JOSM - base coordinate system for display - NAD83 or WGS84 ?

I am trying to align a map image layer such that the defined coordinates on the map match the coordinates displayed in the lower status bar on the JOSM display.

The map is a USGS 7.5 minute series (topographic) with coordinates specified in NAD27. I have used the USGS conversion page to translate the NAD27 corners to NAD83.

Even with that adjustment, the positioning of the topographic layer does not align with the mapnik layer, nor with items downloaded from the OSM repository (which presumably is identical to mapnik)

There is also a very slight variance being introduced from my attempts at positioning the topo layer, due to pushing the scrolling increments of my mouse to its limit. This is minor compared to the difference I am seeing.

My best estimate of the east west offset (between topo and mapnik) is 2.95 seconds of longitude.

Any thoughts ?

I believe that everything in OSM, including JOSM is based on the WGS84 datum. However, as I understand it, the NAD83 datum is at this point in time insignificantly different (at least smaller than typical GPS errors on cellphones used for gathering much of the OSM data) so I am puzzled by what you are seeing.

In JOSM there is a USGS topo layer you can turn on. In my area the imagery that shows if pretty close to what is in OSM and matches pretty well with MapBox imagery. If you turn on the USGS topo layer how does it line up with your version of the USGS maps?

The USGS tiles align pretty well with mapnik. I am puzzled as well.
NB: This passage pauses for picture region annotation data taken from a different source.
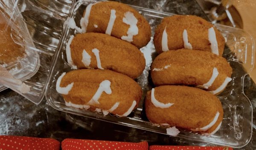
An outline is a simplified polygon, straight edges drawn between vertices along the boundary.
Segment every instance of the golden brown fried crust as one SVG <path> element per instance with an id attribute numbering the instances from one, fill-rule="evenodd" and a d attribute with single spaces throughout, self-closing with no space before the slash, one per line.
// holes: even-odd
<path id="1" fill-rule="evenodd" d="M 1 15 L 0 19 L 2 20 L 4 19 Z M 0 23 L 0 64 L 14 62 L 23 57 L 25 53 L 24 49 L 13 41 L 11 35 L 11 29 L 9 26 L 6 28 L 6 23 Z"/>
<path id="2" fill-rule="evenodd" d="M 183 33 L 186 29 L 189 42 L 193 49 L 212 52 L 208 40 L 208 29 L 213 26 L 203 18 L 192 15 L 174 15 L 164 18 L 155 31 L 154 43 L 158 53 L 162 51 L 162 37 L 166 26 L 169 50 L 184 48 Z M 214 27 L 218 44 L 219 55 L 222 56 L 225 46 L 225 39 L 221 33 Z"/>
<path id="3" fill-rule="evenodd" d="M 169 66 L 164 69 L 167 65 Z M 151 77 L 156 86 L 202 85 L 211 78 L 214 67 L 217 68 L 219 74 L 207 89 L 209 91 L 217 89 L 227 77 L 231 77 L 232 68 L 227 60 L 208 52 L 186 49 L 169 51 L 160 54 L 154 61 Z M 155 68 L 164 69 L 153 71 Z"/>
<path id="4" fill-rule="evenodd" d="M 167 123 L 171 126 L 190 130 L 208 125 L 217 112 L 220 115 L 215 124 L 218 125 L 222 120 L 223 110 L 219 99 L 200 89 L 180 86 L 160 86 L 155 88 L 154 96 L 160 102 L 174 104 L 166 108 L 156 107 L 151 101 L 151 91 L 148 91 L 145 109 L 147 117 L 152 123 Z M 205 133 L 210 133 L 216 127 L 212 127 Z"/>
<path id="5" fill-rule="evenodd" d="M 119 115 L 126 112 L 134 100 L 137 102 L 134 109 L 137 107 L 142 96 L 140 85 L 125 75 L 108 70 L 85 69 L 67 73 L 62 78 L 60 87 L 65 87 L 72 82 L 74 85 L 67 95 L 62 96 L 67 102 L 86 105 L 105 80 L 111 82 L 112 93 L 103 92 L 98 101 L 100 104 L 91 107 L 108 110 L 119 102 L 119 106 L 112 112 Z"/>
<path id="6" fill-rule="evenodd" d="M 133 36 L 133 41 L 131 43 L 139 48 L 147 45 L 151 37 L 151 29 L 148 21 L 134 9 L 116 2 L 102 2 L 92 6 L 87 32 L 105 33 L 111 9 L 116 10 L 116 17 L 111 35 L 120 39 L 122 36 L 127 35 L 130 26 L 123 23 L 122 19 L 125 17 L 125 13 L 130 12 L 138 20 L 137 26 L 139 29 L 138 35 Z M 95 28 L 94 24 L 97 25 L 98 28 Z"/>
<path id="7" fill-rule="evenodd" d="M 144 56 L 136 46 L 108 35 L 87 33 L 76 35 L 70 45 L 72 60 L 79 68 L 88 68 L 81 61 L 84 50 L 91 56 L 89 67 L 98 68 L 96 57 L 92 51 L 94 48 L 99 51 L 101 65 L 105 69 L 134 79 L 145 68 Z"/>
One possible solution to this puzzle is USGS CORS. There is a CORS station at a small GA airport, about 15 miles from me. Maybe I should drive over there, and take a number of readings (one each on 4 sides of the CORS pedestal), log them with my GPS mapping program, then come back and see how they compare with where mapnik says those coordinates should be.

The results …
USGS says the absolute position of the XCTY CORS receiver is (as of August 2011, NAD_83, EPOCH 2010.0)
29 37 51.61280 N by 083 06 29.33703 W

coveting to decimal
29.63100355 by -83.10814917

apparently there is a slight southward and eastward drift each year

I took 3 sample reading, each about 1 meter from the pedestal in different directions
29.63102411015857 -83.10817088939609
29.63101178878858 -83.1081826240607
29.63100608900253 -83.1081678719478

I can see the CORS pedestal on the Bing satellite image. Laying the JOSM add node cross-hair over it gives
29.6309989 by -83.1081735

So Bing/JOSM thinks it is slightly south and west of where USGS says. My samples suggest slightly north and west of USGS.

I think there may be several problems involved with what I was attempting to do. The first is the map projection. The 7.5 minute quad maps are Polyconic, while JOSM is using Mercator (by default). Presumably the tiles (loaded dynamically) are from a Polyconic map, that has been chopped into smaller tiles. To get better resolution (and avoid the 499 errors I see randomly), I’m trying to use the entire 7.5 quad map. Projection errors, from one small tile to the next, may be minor, and vanish into the diminished resolution. It may be more of an acute problem with the entire quad as a single large tile.

Reading about Polyconic, in the USGS professional paper 1395, I find the following …

and also

So there may be problems that are insurmountable.

Then we go back to the actual images of the topo quad maps. They download from USGS as a PDF file. JOSM has no native ability to use a PDF as a background layer. There is a plugin that looks like it can do this, but on closer inspection what it is trying to do is extract map layer information from the PDF (ways, nodes, etc). That causes me to convert the PDF to something that can be handled as a background layer (PNG). I believe that the PDF to PNG conversion is faithful, and not introducing distortion. The original 7.5 minute series were all issued in NAD27. Somewhere around the mid 1980s, NAD83 began to be introduced, but (from what I can tell) was not used so much to change the base coordinate system, as it was to add cross-hairs to show where the NAD83 compliant corners would be. Maps from pre-1983 did not have these. The particular map that I was having problems with was issued in the 1960s. There is a later version of that map with the cross-hairs. Even then, the issues quoted above may get in the way.

It would be handy if JOSM supported Polyconic. I do not see it in the list of projections. I’m going to spend a few more hours with this, to see if I can find a way to use these maps.

I’m taking a different approach now. Rather than trying to position the topo images to an absolute location, I’m trying to align them to match mapnik. That works reasonably well, with one caveat. The NAD83 cross-hairs do not align with where they are supposed to be (sometimes).

One example - Trenton FL quad sheet, NE corner
correct expected position
29.6250000
-82.7500000
cursor over the NAD27 (original) corner mark
29.6252802
-82.7496232
cursor over the NAD83 (annotated) corner mark
29.6251308
-82.7498107

This may all be due to the original TIGER files, I don’t know. I’m just reporting what I see.